Constituency of the National Assembly of Pakistan

NA-254 Nasirabad-cum-Kachhi-cum-Jhal Magsi is a newly-created constituency for the National Assembly of Pakistan. It comprises the districts of Nasirabad, Kachhi and Jhal Magsi from the province of Balochistan.

== Assembly Segments ==

| Constituency number | Constituency | District | Current MPA | Party |  |
| 11 | PB-11 Jhal Magsi | Jhal Magsi | Nawabzada Tariq Magsi |  | BAP |
| 12 | PB-12 Kachhi | Kachhi | Mohammad Asim Kurd |  | PML(N) |
| 13 | PB-13 Nasirabad-I | Nasirabad | Muhammad Sadiq Umrani |  | PPP |
| 14 | PB-14 Nasirabad-II | Muhammad Khan Lehri |  | PML(N) |

==Members of Parliament==
===Since 2018: NA-260 Nasirabad-cum-Kachhi-cum-Jhal Magsi===

| Election |  | Member | Party |
|---|---|---|---|
|  | 2018 | Khalid Hussain Magsi | BAP |

=== 2024–present: NA-254 Naisrabad-cum-Kachhi-cum-Jhal Mahdi ===

| Election |  | Member | Party |
|---|---|---|---|
|  | 2024 | Khalid Hussain Magsi | BAP |

== Election 2018 ==

General elections were held on 25 July 2018.

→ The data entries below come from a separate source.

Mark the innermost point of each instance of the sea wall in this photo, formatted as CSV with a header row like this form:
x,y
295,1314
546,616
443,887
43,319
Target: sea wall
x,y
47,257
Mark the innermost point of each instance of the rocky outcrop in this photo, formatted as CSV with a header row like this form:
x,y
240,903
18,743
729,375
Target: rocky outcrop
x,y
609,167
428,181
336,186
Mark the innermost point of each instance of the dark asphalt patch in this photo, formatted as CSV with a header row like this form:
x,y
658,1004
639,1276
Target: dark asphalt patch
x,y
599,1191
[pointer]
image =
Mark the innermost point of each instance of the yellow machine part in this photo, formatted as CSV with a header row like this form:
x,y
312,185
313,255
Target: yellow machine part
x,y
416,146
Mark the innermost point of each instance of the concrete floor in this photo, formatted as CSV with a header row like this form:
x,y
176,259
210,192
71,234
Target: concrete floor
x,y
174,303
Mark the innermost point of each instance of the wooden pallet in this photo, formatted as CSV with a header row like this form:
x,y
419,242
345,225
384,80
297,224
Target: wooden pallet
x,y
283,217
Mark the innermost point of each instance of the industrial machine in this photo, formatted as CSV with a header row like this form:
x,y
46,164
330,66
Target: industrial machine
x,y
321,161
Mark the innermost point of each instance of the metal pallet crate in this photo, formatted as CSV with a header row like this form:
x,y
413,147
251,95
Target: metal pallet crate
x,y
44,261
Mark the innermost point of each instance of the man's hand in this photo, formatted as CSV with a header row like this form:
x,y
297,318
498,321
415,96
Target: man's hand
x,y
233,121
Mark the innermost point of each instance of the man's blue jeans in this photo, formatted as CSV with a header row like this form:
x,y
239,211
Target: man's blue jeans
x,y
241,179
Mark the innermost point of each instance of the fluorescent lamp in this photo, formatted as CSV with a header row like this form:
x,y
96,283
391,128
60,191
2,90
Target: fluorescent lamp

General election 2018: NA-260 Nasirabad-cum-Kachhi-cum-Jhal Magsi
| Party |  | Candidate | Votes | % | ±% |
|---|---|---|---|---|---|
|  | BAP | Khalid Hussain Magsi | 53,330 | 41.14 |  |
|  | PTI | Yar Muhammad Rind | 40,188 | 31.01 |  |
|  | Others | Others (Twenty-four candidates) | 36,099 | 27.85 |  |
| Turnout |  |  | 143,214 | 39.14 |  |
| Total valid votes |  |  | 129,617 | 90.51 |  |
| Rejected ballots |  |  | 13,597 | 9.49 |  |
| Majority |  |  | 13,142 | 10.13 |  |
| Registered electors |  |  | 365,862 |  |  |
|  | BAP gain from PML(N) |  |  |  |  |

== Election 2024 ==

General elections were held on 8 February 2024. Khalid Hussain Magsi won the election with 79,304 votes.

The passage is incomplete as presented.